Artificial neural networks can be trained and implemented only if engineers apply advanced devices with the ability to perform data-intensive computations. Thus, for the last few decades, research teams all around the globe have been investing time and resources towards creating such devices with the help of different approaches and designs.
The problem might finally be solved as researchers have unveiled a novel energy-efficient memcapacitive device capable of implementing machine learning algorithms. The device is essentially a capacitor with memory and could develop the Neuromorphic Computing Market as it is much more efficient than existing devices and can be easily scaled up.
The team noticed that there are only memristive approaches other than conventional digital techniques for applying neural networks. Even then, there are only a limited number of memcapacitive proposals. Further, they also saw that all commercially available AI chips only come in digital/mixed based signals. Also, that there are only a few chips with resistive memory devices. Hence, the researchers made efforts in exploring an alternative approach that was based on capacitive memory devices. They came up with the present memcapacitive devices by being inspired by neurotransmitters and synapses present inside the brain.
The team’s goal was to develop such memcapacitive devices that were efficient and easy to scale up. Although few memcapacitive devices exist in the market, they cannot be used widely due to their poor dynamic range and difficulties in scaling up.
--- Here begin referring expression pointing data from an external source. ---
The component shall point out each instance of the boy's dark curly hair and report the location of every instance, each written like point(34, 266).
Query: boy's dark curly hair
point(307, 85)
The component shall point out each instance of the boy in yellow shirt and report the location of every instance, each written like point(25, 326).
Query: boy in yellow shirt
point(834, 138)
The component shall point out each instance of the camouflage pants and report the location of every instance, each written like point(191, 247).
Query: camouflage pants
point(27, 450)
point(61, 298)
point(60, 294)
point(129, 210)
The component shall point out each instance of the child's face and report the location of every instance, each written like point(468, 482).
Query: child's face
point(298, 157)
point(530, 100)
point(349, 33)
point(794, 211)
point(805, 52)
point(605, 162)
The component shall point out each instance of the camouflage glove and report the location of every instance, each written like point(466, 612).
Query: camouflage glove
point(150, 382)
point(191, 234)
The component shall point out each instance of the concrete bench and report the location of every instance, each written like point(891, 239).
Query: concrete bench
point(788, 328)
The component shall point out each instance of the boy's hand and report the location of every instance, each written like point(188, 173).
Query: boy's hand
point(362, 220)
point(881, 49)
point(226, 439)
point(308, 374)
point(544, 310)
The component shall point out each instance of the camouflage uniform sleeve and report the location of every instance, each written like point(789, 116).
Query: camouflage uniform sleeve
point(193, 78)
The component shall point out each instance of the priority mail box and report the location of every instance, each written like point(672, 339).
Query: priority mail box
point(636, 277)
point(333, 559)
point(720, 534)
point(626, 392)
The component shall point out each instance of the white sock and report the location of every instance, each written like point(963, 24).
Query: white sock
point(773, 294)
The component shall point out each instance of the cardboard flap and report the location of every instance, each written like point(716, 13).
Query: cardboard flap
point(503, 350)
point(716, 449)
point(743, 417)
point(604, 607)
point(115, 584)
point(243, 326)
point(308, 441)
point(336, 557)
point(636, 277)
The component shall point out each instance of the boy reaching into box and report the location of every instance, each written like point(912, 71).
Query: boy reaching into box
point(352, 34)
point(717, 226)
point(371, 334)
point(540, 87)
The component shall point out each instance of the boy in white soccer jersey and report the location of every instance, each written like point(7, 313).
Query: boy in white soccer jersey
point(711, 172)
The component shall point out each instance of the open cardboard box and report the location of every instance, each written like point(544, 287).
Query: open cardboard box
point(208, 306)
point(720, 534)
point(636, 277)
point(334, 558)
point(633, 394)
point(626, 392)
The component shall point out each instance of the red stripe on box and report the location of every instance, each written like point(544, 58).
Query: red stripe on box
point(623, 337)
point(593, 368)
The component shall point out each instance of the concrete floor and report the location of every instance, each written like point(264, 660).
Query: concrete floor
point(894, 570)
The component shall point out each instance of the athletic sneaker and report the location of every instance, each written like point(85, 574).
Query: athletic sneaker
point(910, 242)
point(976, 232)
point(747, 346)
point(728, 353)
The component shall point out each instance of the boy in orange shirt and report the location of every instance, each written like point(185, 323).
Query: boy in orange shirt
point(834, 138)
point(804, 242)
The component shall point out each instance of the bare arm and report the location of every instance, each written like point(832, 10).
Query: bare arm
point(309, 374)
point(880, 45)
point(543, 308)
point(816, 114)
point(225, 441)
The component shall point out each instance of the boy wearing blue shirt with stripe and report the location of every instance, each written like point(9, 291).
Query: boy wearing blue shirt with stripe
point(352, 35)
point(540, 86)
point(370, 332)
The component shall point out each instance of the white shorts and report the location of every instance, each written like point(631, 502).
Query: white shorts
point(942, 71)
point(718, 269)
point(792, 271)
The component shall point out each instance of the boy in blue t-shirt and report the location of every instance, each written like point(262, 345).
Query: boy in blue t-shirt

Inherently, Memcapacitor devices are way more energy efficient than memristive devices. The reason is that they are electric field-based and not current based. Thus, the signal-to-noise ratio is better for the former. The team’s developed memcapacitor device relies on charge screening. This provides it with a remarkable ability to bemass-produced. In addition, it alsobroadensits dynamic range compared to prior trials indulged in the realization of memcapacitive devices.
This device works by manipulating the electric field coupling between a bottom read-out electrode and a top gate electrode through another layer known as the shielding layer. This layer is further adjusted with the help of an analog memory that can store different weight values of artificial neural networks. The idea is similar to the way neurotransmitters present in the brain store and conveys information.
The team revealed that their idea was to enable each device to carry a significant amount of AI functionality on the device. Further, they also envisage many approaches based on the training or architecture of deep learning models. Spiking transformer-based neural networks and neural sets are some examples of such dreams. However, a vast amount of research is required before they are accomplished.